The Program Designated Emphasis in Studies in Performance and Practice
Faculty Contact: Lynette Hunter (
Performance Studies consists of a critical way of thinking about practices of communication, from film and stage performance, to sports, religion, and everyday behavior, among many other areas. As an academic discipline it has developed new ways of knowing and new knowledge about the process of these activities rather than the end products. The field of Performance Studies is inherently interdisciplinary and collaborative, and interacts closely with new media. Its roots lie in critical philosophy that emerged in the second half of the twentieth century, and which responded to increasingly disembodied ways of thinking about human behavior. By focusing on process, situated learning, embodied knowledge, and the interaction and interplay of theory and practice, performance studies has defined ways of looking at, interpreting and interacting with actual human agents and their mediation.
Critical approaches in the field of Performance Studies include methods developed in interaction with anthropology and ethnography, rhetoric and the history of language, communication and the media, philosophy and critical theory, cultural and technocultural studies, film studies, environmental studies and many other areas.
The DE in Studies in Performance and Practice offers students who want to focus on process, training in methods for approaching practice, in procedures for analyzing it from experiment, and in different ways of thinking about and articulating performance as embodied knowledge
The goals of the Designated Emphasis are:
1) to provide graduate students with a set of strategies for thinking about how performance theory and practice can interact
2) to encourage students to develop ways of recognizing and acting upon embodied knowledge
3) to train students to analyse and evaluate craft and production that is in process and may or may not produce identifiable and conventionally duplicatable ‘end products’
4) to develop the students’ capacity for interdisciplinary thinking through practical application, critical analysis and theory.

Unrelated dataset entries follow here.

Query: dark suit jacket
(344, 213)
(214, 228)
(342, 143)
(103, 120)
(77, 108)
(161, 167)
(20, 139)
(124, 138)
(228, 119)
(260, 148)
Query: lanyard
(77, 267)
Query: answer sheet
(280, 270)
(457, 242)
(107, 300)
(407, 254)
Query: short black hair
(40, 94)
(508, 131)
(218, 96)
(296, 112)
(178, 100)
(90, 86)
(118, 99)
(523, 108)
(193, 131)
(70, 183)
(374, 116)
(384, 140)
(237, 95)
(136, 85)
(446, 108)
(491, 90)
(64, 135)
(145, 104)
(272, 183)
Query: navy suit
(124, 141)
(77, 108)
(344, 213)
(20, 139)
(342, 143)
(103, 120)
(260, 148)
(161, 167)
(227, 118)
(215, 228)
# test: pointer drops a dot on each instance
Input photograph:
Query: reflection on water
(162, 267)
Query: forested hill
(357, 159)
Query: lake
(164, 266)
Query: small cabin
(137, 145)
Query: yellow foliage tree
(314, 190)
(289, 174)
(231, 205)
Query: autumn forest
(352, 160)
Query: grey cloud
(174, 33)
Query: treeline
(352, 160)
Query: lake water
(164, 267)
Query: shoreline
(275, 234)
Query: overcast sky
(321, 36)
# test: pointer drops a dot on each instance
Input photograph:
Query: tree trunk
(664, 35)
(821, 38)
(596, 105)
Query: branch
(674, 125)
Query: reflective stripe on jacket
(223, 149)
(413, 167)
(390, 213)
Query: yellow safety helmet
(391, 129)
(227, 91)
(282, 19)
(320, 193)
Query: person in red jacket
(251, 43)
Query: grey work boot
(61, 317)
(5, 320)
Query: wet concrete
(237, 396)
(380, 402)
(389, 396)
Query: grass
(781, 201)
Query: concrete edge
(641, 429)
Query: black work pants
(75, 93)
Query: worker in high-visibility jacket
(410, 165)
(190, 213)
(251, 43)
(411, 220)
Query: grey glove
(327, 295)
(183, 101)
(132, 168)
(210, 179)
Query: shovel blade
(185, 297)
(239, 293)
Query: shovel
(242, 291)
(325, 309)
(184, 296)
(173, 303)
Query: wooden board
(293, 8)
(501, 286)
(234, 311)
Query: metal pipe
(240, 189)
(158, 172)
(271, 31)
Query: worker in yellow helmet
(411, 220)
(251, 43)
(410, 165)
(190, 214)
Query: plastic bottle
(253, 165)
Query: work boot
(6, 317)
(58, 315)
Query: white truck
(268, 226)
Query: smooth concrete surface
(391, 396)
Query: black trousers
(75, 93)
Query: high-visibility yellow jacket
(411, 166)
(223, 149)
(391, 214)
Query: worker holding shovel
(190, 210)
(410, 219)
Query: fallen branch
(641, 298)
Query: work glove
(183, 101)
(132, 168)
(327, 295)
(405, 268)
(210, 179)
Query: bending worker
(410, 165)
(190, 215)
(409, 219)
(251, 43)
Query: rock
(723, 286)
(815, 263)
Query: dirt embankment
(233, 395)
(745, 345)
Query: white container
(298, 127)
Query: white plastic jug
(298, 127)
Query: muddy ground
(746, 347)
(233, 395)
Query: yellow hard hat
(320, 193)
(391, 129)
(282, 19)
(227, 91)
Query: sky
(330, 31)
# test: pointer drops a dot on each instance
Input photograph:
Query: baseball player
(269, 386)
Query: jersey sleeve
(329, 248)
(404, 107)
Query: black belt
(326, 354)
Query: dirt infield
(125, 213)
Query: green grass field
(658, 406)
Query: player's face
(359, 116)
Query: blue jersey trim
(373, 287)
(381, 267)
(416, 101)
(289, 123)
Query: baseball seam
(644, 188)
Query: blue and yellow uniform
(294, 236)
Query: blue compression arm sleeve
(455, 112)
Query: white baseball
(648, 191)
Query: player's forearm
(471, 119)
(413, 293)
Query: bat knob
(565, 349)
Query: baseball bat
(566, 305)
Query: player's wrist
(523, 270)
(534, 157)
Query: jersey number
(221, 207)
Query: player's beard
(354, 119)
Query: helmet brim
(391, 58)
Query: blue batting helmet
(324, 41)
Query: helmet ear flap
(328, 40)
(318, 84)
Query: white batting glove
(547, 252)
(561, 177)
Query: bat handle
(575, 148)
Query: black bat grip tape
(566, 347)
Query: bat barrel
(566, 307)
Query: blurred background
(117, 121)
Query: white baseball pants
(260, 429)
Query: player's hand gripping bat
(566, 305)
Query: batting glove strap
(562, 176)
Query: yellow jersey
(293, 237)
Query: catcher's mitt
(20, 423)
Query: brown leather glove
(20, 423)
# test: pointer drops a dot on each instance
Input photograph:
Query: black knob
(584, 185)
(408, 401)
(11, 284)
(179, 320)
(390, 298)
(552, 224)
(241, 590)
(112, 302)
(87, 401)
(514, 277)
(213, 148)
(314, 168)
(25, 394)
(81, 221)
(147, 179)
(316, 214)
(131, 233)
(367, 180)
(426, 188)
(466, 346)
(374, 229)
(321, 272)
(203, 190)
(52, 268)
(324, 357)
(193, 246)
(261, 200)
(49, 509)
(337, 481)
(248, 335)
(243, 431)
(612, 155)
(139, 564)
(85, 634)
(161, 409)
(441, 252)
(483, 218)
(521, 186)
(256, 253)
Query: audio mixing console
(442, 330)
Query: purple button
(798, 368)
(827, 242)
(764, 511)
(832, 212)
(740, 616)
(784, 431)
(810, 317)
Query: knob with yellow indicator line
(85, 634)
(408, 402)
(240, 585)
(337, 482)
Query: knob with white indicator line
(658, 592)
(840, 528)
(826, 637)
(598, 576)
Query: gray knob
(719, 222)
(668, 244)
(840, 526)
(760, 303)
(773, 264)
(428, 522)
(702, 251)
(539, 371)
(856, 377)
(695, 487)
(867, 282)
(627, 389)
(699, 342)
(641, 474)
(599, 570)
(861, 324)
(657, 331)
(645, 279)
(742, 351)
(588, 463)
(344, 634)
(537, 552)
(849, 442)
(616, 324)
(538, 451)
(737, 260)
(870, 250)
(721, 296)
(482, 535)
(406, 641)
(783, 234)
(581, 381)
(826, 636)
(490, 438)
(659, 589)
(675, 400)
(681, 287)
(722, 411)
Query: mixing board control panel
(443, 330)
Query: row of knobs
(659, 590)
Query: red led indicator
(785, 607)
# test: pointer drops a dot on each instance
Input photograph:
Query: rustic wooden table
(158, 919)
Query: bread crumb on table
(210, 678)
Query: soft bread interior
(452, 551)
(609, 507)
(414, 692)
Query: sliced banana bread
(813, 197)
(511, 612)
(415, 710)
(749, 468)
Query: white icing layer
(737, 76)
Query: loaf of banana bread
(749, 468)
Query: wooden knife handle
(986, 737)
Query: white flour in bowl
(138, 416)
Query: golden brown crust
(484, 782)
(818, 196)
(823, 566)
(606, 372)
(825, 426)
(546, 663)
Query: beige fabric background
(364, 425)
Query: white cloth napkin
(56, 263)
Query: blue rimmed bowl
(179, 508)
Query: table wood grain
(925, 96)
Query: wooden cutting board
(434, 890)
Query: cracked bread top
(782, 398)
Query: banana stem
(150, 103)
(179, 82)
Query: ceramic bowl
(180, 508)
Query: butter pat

The required courses are DRA200, one of DRA265a-d, and at least two other courses given by faculty who are affiliated with the Designated Emphasis
Many students involved in courses that look at material that is ‘in process’ will produce conventionally assessable work in formats appropriate to the different disciplinary areas in which they take a course (for example: the essay). At the same time, some work will also take place in practical projects or the production of portfolio work.